Zec failed the nation on delimitation report

Editorials
ZEC

FOR years, the Zimbabwe Electoral Commission (Zec) has had a brush with political actors over a litany of allegations, but the current delimitation debacle has really exposed the supposedly independent body.

Legislators from across the political divide have, in an unprecedented manner, ganged up against Zec over the preliminary report handed over to President Emmerson Mnangagwa by its chair, Justice Priscilla Chigumba last month.

Parliament on Tuesday argued that the preliminary delimitation report was done without considering the recently released census report and demanded that it be returned for amendments by the electoral body.

The legislators also decried the fact that Zec had also failed to provide them with an electronic voters roll.

The delimitation report has also been analysed by Parliament’s ad-hoc committee and is now before the National Assembly, where it is being further scrutinised and debated.
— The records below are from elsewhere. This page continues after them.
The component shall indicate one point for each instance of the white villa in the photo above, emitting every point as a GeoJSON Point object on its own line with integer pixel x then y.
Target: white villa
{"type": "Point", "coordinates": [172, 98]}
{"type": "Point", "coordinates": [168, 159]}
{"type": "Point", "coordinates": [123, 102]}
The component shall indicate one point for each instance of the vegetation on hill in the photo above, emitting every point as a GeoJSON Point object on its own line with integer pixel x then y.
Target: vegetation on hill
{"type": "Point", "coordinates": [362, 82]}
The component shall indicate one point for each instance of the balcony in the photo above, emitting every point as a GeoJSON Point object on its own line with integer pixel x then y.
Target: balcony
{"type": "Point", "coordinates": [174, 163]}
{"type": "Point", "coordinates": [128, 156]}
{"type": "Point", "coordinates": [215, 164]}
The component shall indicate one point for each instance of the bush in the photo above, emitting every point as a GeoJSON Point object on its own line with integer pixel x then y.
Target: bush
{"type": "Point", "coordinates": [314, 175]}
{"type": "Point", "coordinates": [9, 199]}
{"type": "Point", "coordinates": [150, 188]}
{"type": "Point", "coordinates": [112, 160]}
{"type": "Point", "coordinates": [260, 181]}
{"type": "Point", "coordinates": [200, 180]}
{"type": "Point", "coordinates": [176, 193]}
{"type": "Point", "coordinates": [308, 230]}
The ad-hoc committee says Zec should consider the entire population as shown in the census, not just the adult population because wards serve other purposes apart from elections, and that Zec should revisit boundaries where it did not take account of community interests between voters.

It further recommends that Zec should ensure that there are an equal number of voters in constituencies and wards, with variations limited to 20% as required by section 161 of the Constitution.

Zec, according to the recommendations, should apply consistent principles when transferring voters from constituencies and wards with large numbers of voters to those with fewer.

Some of the allegations are that some of the proposed constituency boundaries have been panel beaten so that certain voters or those seen as sympathetic to a particular political party are in the majority. 

Legal think-tank and pressure group Veritas has argued that the delimitation exercise appears to have been based on some provisions of the old Lancaster House Constitution rather than on the provisions of our current Constitution, rendering the whole process invalid and unconstitutional.

It also said the number of voters in the constituencies and wards vary by more than the 20% limit prescribed in section 161 of the current Constitution. The variations, it argued, are so “great and so numerous that the delimitation itself is invalid”.

When all is said and done, the debacle exposes Zec’s propensity to railroad decisions without consulting all stakeholders.

Rejection of the preliminary report will dent preparations for general elections expected later this year and is a huge setback on Zimbabwe’s democratic practices.

There have always been fears that Zec officials work in cahoots with ruling party, Zanu PF’s functionaries in rigging elections and it would be difficult for them to remove that monkey from their backs.

How would they react to allegations that the forthcoming elections will not be credible? Zec has already soiled its reputation ahead of the polls and we expect to see what Mnangagwa will do about that.